Lors d’une réunion organisée vendredi à la Maison Blanche, le président américain Donald Trump a mis la pression sur les dirigeants des principales compagnies pétrolières américaines pour qu’ils investissent massivement au Venezuela, dans l’espoir de relancer la production pétrolière du pays après une éventuelle transition politique. Trump a prédit qu’un accord pourrait être conclu « aujourd’hui ou très bientôt », mais a également laissé entendre qu’il était prêt à remplacer les entreprises réticentes par d’autres plus enthousiastes. « Si vous ne voulez pas entrer, faites-le-moi savoir, car j’ai 25 personnes qui ne sont pas ici aujourd’hui et qui sont prêtes à prendre votre place », aurait-il déclaré, selon des sources présentes.
Cependant, l’enthousiasme affiché par le président ne semble pas partagé par tous. Daryl Woods, le PDG d’ExxonMobil, a souligné les obstacles majeurs qui entravent les investissements au Venezuela. Il a qualifié le pays de « non investissable » compte tenu de l’instabilité juridique et commerciale.
« Si nous regardons les structures et cadres juridiques et commerciaux qui existent aujourd’hui au Venezuela, c’est impossible d’investir »,
Daryl Woods, PDG d’ExxonMobil
Woods a rappelé que les actifs de son entreprise avaient déjà été confisqués par le gouvernement vénézuélien à deux reprises.
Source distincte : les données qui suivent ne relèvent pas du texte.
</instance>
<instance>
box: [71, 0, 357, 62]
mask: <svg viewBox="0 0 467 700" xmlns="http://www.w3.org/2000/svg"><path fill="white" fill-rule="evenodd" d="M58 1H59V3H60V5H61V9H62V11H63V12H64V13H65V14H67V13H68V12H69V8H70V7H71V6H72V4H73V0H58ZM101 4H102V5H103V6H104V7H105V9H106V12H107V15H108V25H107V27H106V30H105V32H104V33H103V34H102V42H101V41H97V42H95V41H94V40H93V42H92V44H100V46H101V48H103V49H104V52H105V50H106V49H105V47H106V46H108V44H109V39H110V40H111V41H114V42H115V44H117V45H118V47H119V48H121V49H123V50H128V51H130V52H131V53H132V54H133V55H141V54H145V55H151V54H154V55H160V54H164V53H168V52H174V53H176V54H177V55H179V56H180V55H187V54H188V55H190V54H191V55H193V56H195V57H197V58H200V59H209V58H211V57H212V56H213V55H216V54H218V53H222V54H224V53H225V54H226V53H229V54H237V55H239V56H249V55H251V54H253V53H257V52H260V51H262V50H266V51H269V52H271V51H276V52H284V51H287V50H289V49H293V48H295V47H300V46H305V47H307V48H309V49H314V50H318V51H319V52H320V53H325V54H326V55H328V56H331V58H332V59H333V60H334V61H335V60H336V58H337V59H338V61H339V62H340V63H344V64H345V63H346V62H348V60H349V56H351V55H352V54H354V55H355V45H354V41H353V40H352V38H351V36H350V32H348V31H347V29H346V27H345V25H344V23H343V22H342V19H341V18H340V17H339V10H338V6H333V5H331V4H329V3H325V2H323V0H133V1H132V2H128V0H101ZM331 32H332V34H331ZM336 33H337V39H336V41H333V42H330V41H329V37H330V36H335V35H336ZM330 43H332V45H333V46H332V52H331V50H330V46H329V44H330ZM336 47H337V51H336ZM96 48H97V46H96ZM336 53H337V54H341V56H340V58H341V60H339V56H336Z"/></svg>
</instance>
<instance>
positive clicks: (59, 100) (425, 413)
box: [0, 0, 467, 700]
Il a également soulevé des questions cruciales concernant la pérennité des protections financières, les retours sur investissement et les arrangements commerciaux.
Harold Hamm, de Continental Resources, un donateur de longue date de Trump, a également affiché une certaine prudence, se contentant d’évoquer un intérêt pour les opportunités d’exploration au Venezuela.
« Il y a un investissement énorme à faire – nous sommes tous d’accord sur ce point, et nous avons certainement besoin de temps pour mener à bien ce processus »,
Harold Hamm, Continental Resources
Malgré ces réticences, Trump s’est dit confiant après la réunion, affirmant qu’un accord avait été conclu et que les compagnies pétrolières allaient investir « des centaines de milliards de dollars » dans le forage pétrolier au Venezuela, ce qui serait bénéfique tant pour ce pays que pour les États-Unis.
Toutefois, le secrétaire à l’Énergie, Chris Wright, a nuancé ces déclarations en soulignant que seul Chevron avait pris un engagement spécifique pour aider à relancer la production pétrolière vénézuélienne. Mark Nelson, vice-président de Chevron, a indiqué que l’entreprise était prête à augmenter sa production actuelle d’environ 240 000 barils par jour d’environ 50 % au cours des 18 à 24 prochains mois.